Weil Farsat inzwischen volljährig ist, lebt er seit rund einem Jahr zusammen mit rund 25 Flüchtlingen in der Asylbewerberunterkunft in Königsdorf. Er bewohnt ein Zimmer im Erdgeschoss. Über seinem Bett hängen Fotos von Familienmitgliedern. Auf einem kleinen Tisch mit zwei Stühlen steht frisches Obst. Außerdem gibt es in dem länglichen Raum einen Schrank, Bücherregale und einen kleinen Fernseher. Darauf angesprochen wie er es denn geschafft hat, so schnell so gut Deutsch zu lernen, strahlt Farsat über das ganze Gesicht. Dann sagt er bescheiden: „Ich habe einfach mit den Leuten gesprochen, da ist es irgendwie ganz schnell gegangen.“

„Die Leute hier sind sehr nett“

Der 19-Jährige erzählt, dass er im Irak das Gymnasium besucht hat. „Ich hatte vor, Medizin zu studieren“, verrät er. Jetzt hat er neue Pläne. „Zunächst will ich meine Ausbildung abschließen, dann vielleicht das Abitur nachholen und Informatik studieren.“ In Deutschland hat er sich gut eingelebt, er will hier bleiben. „Die Leute hier sind sehr nett, vom Helferkreis über die Behörden bis zu den Ärzten“, sagt Farsat. 

Deutschland sei zu seiner neuen Heimat geworden. Auch die Pünktlichkeit und Zuverlässigkeit der Menschen hier gefallen ihm. An Königsdorf mag er neben den Königsdorfern besonders die „herrliche Natur“. Walter Seemayer, Mitglied des Helferkreises, hebt Farsats soziale Kompetenz hervor. „Immer, wenn er gebraucht wird, ist er da.“ So dolmetscht der 19-Jährige etwa bei Arztbesuchen für die anderen Asylbewerber.

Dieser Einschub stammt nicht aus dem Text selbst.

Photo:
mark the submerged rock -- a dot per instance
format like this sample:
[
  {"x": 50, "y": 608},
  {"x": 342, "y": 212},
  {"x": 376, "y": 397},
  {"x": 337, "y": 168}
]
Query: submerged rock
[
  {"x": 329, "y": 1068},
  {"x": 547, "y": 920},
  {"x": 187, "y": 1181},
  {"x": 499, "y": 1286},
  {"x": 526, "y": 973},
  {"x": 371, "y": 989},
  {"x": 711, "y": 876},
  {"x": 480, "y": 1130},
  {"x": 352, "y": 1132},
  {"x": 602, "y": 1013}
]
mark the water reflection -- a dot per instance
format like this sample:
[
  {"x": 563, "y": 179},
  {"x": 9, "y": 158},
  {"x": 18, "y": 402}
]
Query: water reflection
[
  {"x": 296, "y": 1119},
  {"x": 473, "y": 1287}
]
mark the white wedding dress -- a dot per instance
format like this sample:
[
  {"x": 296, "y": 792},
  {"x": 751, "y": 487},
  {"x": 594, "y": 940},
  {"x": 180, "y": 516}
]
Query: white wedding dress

Umzug nach Wolfratshausen geplant

Trotzdem plant Farsat, Königsdorf bald zu verlassen – zugunsten eines kürzeren Arbeitsweges zu seiner Lehrstelle in München. Weil Wolfratshausen einen S-Bahn-Anschluss hat, sucht er dort aktuell eine Wohnmöglichkeit. Einen Antrag auf Unterbringung hat er bereits im Landratsamt gestellt. Große Ansprüche hat er nicht. „Ich brauche einen ruhigen Ort zum Lernen“, betont er.

Bis zum Beginn seiner Ausbildung im September genießt der 19-Jährige aber nicht etwa die sonnigen Sommertage. Farsat jobbt am Campingplatz in Königsdorf-Wiesen, hilft dem Hausmeister dort und macht, was gerade anfällt. Wenn ihm dann noch Freizeit bleibt, bringt er sich mit Anleitungen aus dem Internet das Gitarrespielen bei.